И тогда наше командование утром 12 июля ввело в бой резервы — 5-ю гвардейскую общевойсковую и 5-ю гвардейскую танковую армии. 800 танков Т-34 и САУ, тысячи орудий, свежие корпуса и дивизии шли в контрнаступление.
Будучи уже обескровленным и надломленным, враг все же ожесточенно сопротивлялся. Развернулось жестокое единоборство. Наше командование решило еще энергичнее продолжать начатый контрудар, с тем чтобы на плечах отходившего противника захватить ранее занятые им рубежи в районе Белгорода и перейти всеми силами Воронежского и Степного фронтов в решительное наступление.
Неделю продолжались кровопролитные бои, горели сотни танков и самоходных орудий.

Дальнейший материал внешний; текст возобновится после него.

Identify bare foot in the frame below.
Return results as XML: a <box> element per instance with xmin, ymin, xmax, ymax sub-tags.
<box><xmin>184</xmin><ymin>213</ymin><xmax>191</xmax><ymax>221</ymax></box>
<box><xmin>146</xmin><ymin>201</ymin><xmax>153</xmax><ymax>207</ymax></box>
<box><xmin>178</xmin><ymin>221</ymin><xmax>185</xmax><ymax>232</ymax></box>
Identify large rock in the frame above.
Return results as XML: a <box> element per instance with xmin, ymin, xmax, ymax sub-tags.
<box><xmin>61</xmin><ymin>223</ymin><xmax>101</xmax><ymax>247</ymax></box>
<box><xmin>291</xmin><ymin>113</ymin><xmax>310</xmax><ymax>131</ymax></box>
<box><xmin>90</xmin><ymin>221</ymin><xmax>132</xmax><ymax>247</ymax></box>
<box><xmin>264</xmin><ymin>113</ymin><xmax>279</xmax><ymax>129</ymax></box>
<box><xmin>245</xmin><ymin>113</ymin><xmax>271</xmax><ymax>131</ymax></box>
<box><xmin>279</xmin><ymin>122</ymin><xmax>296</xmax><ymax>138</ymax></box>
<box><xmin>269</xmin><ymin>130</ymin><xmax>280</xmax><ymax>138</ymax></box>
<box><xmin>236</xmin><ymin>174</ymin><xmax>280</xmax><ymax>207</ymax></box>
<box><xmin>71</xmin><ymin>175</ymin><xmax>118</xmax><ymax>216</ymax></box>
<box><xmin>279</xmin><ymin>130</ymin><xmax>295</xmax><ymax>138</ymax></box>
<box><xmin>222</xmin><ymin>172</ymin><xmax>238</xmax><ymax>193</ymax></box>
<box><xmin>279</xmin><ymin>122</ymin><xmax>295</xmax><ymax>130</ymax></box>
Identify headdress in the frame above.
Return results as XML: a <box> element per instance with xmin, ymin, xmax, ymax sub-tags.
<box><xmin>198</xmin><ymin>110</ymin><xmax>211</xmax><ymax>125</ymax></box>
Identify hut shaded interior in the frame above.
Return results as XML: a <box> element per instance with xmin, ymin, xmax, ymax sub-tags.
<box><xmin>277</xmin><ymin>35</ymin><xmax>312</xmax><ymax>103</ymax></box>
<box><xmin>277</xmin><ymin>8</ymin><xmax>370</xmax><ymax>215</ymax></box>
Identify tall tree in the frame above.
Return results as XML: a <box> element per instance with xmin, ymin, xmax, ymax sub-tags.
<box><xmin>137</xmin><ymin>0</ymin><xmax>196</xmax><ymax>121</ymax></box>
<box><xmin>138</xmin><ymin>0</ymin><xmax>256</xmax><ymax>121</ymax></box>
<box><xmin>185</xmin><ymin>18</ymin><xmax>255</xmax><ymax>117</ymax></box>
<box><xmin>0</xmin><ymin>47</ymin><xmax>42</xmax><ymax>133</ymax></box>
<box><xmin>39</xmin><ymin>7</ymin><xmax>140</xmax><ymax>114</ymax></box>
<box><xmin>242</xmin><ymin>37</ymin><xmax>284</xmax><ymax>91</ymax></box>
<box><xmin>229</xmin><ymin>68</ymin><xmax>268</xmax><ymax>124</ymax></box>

К небу поднимались тучи пыли и дыма…
И наконец наступило 18 июля.
— Шло сражение, в котором трудно даже было определить время, где полдень, а где уже вечер,-вспоминал этот день позднее И. Ф. Зайцев. «Тигры», «пантеры», «фердинанды» для наших артиллеристов означали одно: это враг, который должен быть сокрушен во что бы то ни стало. Они шли, обрушиваясь на батарею огнем и сталью. Один за другим выбывали из строя бойцы. Убит парторг Дивидзе. Когда было разбито орудие, он пошел на вражеские танки с противотанковыми гранатами. Одну машину подбил, вторую не успел. Убит заряжающий Скворцов. Убит командир орудия…
Какая-то ярость овладела мною. И вдруг рядом грохот разрыва. Даже не глядя ощутил: опять атакуют. Бросился к пушке, взялся за рукоять поворотного механизма — тот ни с места. Взглянул — панорама покорежена. Что делать? Зубами аж заскрипел. А танки врага — вот они, перед глазами. Один, другой, еще и еще! Впрочем, эти подробности вспомнил позднее. А в тот миг действовал почти машинально.
И вот перед самым окопом танки разделились, начали обходить его по сторонам. Это мне помогло, а их погубило. У «тигров» борта — самое уязвимое место. Но бить надо вначале по задним машинам, иначе заметят и раздавят. Взявшись за станины, развернул пушку на цель, поймал первый танк через открытый канал ствола, зарядил моментально. Выстрел! «Тигр» в огне. Эта удача окрылила меня. Так же поймал второго, за ним третьего «тигренка». Конечно, помогла мне суматоха боя, в которой не сразу можно определить, кто бьет и откуда.
Подбил шесть танков. Уже потом разобрался, что три из них — хваленые «тигры». Я мстил за смерть моих боевых товарищей, за поруганную родную землю.
Вот и весь короткий и простой рассказ.